Most theoretical and practical problem instances of satisfiability problems originate, not surprisingly, from a higher level description, such as planning domain definition language or PDDL specification for planning, timed automata or logic description for model checking, task dependency graph for scheduling, circuit description for VLSI, algebraic structure for group theory, and processor specification for hardware. Typically, this description contains more structure of the original problem than is visible in the flat CNF representation in DIMACS format (Johnson and Trick, 1996) to which it is converted before being fed into a SAT solver. This structure can potentially be used to gain efficiency in the solution process. While there has been work on extracting structure after conversion into a CNF formula by exploiting variable dependency (Giunchiglia et al., 2002, Ostrowski et al., 2002), constraint redundancy (Ostrowski et al., 2002), symmetry (Aloul et al., 2002), binary clauses (Brafman, 2001), and partitioning (Amir and McIlraith, 2000), using the original higher level description itself to generate structural information is likely to be more effective. The latter approach, despite its intuitive appeal, remains largely unexplored, except for suggested use in bounded model checking (Shtrichman, 2000) and the separate consideration of cause variables and effect variables in planning (Kautz and Selman, 1996).
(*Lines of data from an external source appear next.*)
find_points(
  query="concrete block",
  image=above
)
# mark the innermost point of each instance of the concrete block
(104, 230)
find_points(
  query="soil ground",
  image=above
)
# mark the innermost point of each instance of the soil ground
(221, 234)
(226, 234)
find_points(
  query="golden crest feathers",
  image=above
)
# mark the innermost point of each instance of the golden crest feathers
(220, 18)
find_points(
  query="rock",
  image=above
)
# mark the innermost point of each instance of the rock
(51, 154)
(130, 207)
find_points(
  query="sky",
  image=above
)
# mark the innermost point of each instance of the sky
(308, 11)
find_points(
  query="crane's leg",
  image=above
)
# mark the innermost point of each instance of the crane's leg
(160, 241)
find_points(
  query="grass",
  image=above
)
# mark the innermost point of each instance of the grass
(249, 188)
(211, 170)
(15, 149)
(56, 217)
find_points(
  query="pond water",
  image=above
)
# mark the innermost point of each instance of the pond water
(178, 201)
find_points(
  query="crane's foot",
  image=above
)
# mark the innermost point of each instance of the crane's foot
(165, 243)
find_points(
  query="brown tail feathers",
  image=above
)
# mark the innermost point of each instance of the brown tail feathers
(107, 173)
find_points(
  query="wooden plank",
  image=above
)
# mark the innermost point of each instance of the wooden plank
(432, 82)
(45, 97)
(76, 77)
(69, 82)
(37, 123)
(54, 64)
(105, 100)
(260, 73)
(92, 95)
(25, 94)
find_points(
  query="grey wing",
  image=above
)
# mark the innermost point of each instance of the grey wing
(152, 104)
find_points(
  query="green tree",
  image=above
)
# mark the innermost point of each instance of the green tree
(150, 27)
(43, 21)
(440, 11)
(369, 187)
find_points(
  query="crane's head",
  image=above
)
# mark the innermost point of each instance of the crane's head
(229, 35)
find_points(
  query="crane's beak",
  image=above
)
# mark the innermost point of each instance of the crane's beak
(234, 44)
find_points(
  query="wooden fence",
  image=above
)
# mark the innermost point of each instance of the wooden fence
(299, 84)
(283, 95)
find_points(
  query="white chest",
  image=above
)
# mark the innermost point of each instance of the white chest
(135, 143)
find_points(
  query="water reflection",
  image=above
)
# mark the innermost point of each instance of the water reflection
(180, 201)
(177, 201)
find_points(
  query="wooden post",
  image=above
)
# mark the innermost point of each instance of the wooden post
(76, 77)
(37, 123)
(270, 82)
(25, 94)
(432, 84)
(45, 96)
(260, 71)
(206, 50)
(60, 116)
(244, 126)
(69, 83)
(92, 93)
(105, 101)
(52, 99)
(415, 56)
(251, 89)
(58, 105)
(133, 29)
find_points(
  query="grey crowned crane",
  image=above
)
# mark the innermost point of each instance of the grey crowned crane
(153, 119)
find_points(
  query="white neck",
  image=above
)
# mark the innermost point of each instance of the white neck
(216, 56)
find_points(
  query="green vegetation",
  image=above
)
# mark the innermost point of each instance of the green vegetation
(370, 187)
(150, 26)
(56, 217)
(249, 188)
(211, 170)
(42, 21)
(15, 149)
In this paper, we further open this line of research by proposing an effective method for exploiting problem structure to guide the branching decision process of clause learning algorithms. Our approach uses the original high level problem description to generate not only a CNF encoding but also a branching sequence that guides the SAT solver toward an efficient solution. This branching sequence serves as auxiliary structural information that was possibly lost in the process of encoding the problem as a CNF formula. It makes clause learning algorithms learn useful clauses instead of wasting time learning those that may not be reused in future at all. We give an exact sequence generation algorithm for pebbling formulas, using the underlying pebbling graph as the high level description. We also give a much simpler but approximate branching sequence generation algorithm for GT_n formulas, utilizing their underlying ordering structure. Our sequence generators work for the 1UIP learning scheme (Zhang et al., 2001), which is one of the best known. They can also be extended to other schemes, including FirstNewCut. Our empirical results are based on our extension of the popular SAT solver zChaff (Moskewicz et al., 2001).

We show that the use of branching sequences produced by our generator leads to exponential empirical speedups for the class of grid and randomized pebbling formulas. These formulas, more commonly occurring in theoretical proof complexity literature (Ben-Sasson, 2000, Beame et al., 2003a), can be thought of as representing precedence graphs in dependent task systems and scheduling scenarios. They can also be viewed as restricted planning problems. Although admitting a polynomial size solution, both grid and randomized pebbling problems are not so easy to solve deterministically, as is indicated by our experimental results for unmodified zChaff. We also report significant gains obtained for the class of GT_n formulas which, again, have appeared frequently in proof complexity results (Krishnamurthy, 1985, Alekhnovich et al., 2002, Bonet and Galesi, 2001). From a broader perspective, our results for pebbling and GT_n formulas serve as a proof of concept that analysis of problem structure can be used to achieve dramatic improvements even in the current best clause learning based SAT solvers.